- The U.S. Department of Homeland Security issued an alert Monday citing “strong concerns” that Chinese-made drones could be sending sensitive flight data to manufacturers and potentially to the Chinese government, CNN reported.
- The drones “contain components that can compromise your data and share your information on a server accessed beyond the company itself,” said DHS’s Cybersecurity and Infrastructure Security Agency memo. Coupled with this is the fact that Chinese companies are under “stringent obligations … to support national intelligence activities,” it added. DHS cautioned users to be wary of purchasing Chinese-made drones and to take precautions such as turning off a unit's internet connection and removing secure digital cards.
- While no specific manufacturers are named, 79% of drones in use in the U.S. and Canada are manufactured by Shenzhen, China-based DJI, according to a 2017 report from Skylogic Research.

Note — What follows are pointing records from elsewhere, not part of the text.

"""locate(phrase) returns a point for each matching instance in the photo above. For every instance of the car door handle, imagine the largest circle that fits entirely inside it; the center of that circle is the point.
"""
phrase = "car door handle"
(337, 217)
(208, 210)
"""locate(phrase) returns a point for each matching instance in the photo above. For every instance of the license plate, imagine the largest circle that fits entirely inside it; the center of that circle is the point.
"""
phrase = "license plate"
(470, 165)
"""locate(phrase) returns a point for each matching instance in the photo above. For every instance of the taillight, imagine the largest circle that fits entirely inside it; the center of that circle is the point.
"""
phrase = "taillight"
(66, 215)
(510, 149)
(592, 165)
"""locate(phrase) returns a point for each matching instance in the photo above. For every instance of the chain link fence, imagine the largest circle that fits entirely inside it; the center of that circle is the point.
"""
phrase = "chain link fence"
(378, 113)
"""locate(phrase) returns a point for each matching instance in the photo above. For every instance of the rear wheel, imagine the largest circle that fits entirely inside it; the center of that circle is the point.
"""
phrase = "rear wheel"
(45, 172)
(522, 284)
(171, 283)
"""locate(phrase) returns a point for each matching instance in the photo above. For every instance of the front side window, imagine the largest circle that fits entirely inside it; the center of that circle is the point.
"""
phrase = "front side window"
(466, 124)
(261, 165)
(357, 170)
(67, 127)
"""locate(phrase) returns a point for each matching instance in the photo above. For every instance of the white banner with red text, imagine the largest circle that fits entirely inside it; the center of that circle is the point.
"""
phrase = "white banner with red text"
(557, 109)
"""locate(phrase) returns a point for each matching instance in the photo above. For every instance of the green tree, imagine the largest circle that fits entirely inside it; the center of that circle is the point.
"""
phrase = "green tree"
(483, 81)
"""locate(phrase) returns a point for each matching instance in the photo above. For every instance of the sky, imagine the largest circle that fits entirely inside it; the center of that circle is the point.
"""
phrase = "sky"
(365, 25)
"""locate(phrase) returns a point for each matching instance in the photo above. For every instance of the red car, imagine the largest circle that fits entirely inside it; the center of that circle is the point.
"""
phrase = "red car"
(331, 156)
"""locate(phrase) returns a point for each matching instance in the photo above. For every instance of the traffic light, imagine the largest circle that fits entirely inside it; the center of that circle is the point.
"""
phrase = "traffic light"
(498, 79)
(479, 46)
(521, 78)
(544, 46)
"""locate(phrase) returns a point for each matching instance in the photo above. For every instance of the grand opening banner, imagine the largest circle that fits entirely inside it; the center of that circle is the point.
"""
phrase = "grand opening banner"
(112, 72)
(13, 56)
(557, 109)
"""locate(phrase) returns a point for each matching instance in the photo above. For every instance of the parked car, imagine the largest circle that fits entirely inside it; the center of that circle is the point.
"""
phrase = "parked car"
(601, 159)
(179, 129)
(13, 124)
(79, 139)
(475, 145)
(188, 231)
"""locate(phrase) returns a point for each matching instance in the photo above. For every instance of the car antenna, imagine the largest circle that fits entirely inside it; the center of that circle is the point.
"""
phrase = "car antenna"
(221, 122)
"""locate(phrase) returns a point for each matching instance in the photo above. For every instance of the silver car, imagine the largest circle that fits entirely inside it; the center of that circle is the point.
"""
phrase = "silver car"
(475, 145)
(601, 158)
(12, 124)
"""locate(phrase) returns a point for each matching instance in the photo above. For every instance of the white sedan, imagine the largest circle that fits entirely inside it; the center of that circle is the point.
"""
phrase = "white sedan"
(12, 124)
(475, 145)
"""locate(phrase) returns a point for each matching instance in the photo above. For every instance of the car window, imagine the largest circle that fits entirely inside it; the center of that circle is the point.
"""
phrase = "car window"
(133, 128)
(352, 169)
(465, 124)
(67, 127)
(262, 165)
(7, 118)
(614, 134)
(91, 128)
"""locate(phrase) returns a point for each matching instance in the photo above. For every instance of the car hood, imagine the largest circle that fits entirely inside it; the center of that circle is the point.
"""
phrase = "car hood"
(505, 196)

DJI’s Phantom model is the top-selling commercial drone on the market. The company responded to the scrutiny by noting customers are given “full and complete control over how their data is collected, stored and transmitted,” and that the security of its technology has been independently verified by the U.S. government.
This is not the first time Chinese-made drones have raised national security concerns, CNN reported. In 2017, the U.S. Army banned the use of DJI drones, alleging that the firm transmitted critical infrastructure and law enforcement data collected through the devices to the Chinese government. In addition, a division of Immigration and Customs Enforcement last year banned the product, alleging the firm was “selectively targeting government and privately owned entities” to exploit sensitive data.
If this is the case, drone use on construction projects could leave contractors and their customers vulnerable to information theft. ICE’s 2017 memo noted that a DJI drone had been used on the McCarthy and Mortenson-led $1.2 billion agro-defense facility at Kansas State University to help with layout and security during construction.
Compared to other industries, construction may be particularly at risk for cybersecurity breaches. The construction, engineering and infrastructure sector had the largest year-over-year increase in cyber incidents of all industries covered in Kroll's 2017 Global Fraud & Risk Report, with 93% of respondents affected by such an incident in the 12 months prior. Security incidents over the same period affected 67% of respondents. Nearly six in 10 respondents said they felt their firm was somewhat or highly vulnerable to physical theft or the loss of intellectual property, the survey found.
Compounding these risks is construction companies' relatively low technology and IT spend. Tech's small share of the annual budget and the shortage of staff to innovate while implementing security measures, for example, were some of the top challenges cited by contractors when it comes to technology adoption, according to the JBKnowledge 2018 ConTech report.